MURRAYVILLE, GA (CBS ATLANTA) - Losing some of your fingers can make life hard, losing both of your legs can make life a lot more difficult, but losing all of that and your entire groin can make living a somewhat normal life even harder.
But, Lance Cpl. Sean Adams does not have to worry about living life without his most sensitive of organs. Because of ballistic underwear, not only was his leg not blown off all the way to his hip, but his groin was protected as well.
"The doctor, pretty much, said that if I wasn't wearing the ballistic boxers, and groin protector, I would have more than like lost my complete right leg all the way to the hip. And more than likely, my groin area, I would have lost my whole groin area," Adams said.
Adams joined the Marines to fight for his country and to protect our freedoms. He knew the risks going in and said he was ready to sacrifice his life.
On Feb. 10, Adams nearly did sacrifice his life. The explosion took something else - both legs, a thumb and a pinky finger after he stepped directly on an improvised explosive device.
Adams said he was on a routine patrol, spotted an IED in front of him and went to go mark it. That's when he put his combat boot down on the one he didn't see.

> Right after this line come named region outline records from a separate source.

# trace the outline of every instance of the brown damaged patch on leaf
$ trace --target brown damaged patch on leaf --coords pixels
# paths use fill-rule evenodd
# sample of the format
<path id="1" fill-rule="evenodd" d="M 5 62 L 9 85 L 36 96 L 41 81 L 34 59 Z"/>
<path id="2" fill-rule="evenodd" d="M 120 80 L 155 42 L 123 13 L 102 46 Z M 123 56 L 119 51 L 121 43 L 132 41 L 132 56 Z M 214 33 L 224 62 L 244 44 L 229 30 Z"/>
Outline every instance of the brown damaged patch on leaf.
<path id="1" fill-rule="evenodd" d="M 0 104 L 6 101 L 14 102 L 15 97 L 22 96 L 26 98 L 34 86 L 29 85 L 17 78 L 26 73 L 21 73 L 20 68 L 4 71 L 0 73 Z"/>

"You step, and there was a brief second, a brief millimeter of a second or so. I remember everything, I remember stepping on it, and then I'm staring at the sky," Adams said. I didn't feel anything. Because of the trauma I didn't have any pain. I started doing my body checks, like I'm trained to do, looking at my hands, feeling for my legs. My legs were still there, but they both had to be amputated because of infection."
The ballistic underwear is woven silk. According to Adams, the underwear was designed "to slow all of the shrapnel down."
And for Adams, the ballistic underwear worked perfectly. "Oh, yeah," Adams said.
The 19-year-old isn't ready to be a father yet, but one day he will be able to because of the body armor issued to him by the military.
Being a young guy, that would be more of a life changer than what my injuries already have been to me. I desire to be a father one day. If I had to adopt, I would have. But, I am still in a position where I can have a child of my own," Adams said.
The Marine will return to Walter Reed on July 14 to continue his physical therapy. Adams has been fitted for prosthetics and will learn how to drive a specially designed car to get from one place to another. For Adams, except for not being able to get up and go the way he used to, his life hasn't changed that much.
"I don't want people to cry for me, I don't want people to feel bad because I volunteered to serve my country and it could have cost me my life, and it almost did, but I'm fine," Adams said. "Some days I get up and try standing up and I forget, oh I lost my legs. But that's something I am adapting to and I will continue to adapt."
For the rest of his life, Adams said when he puts on his uniform, he will feel honor, courage and the privilege that can only come with serving your country.
"I bled in that uniform, it means more to me now," Adams said. "My dream was always to be a Marine. I followed my dream, and I am glad I did."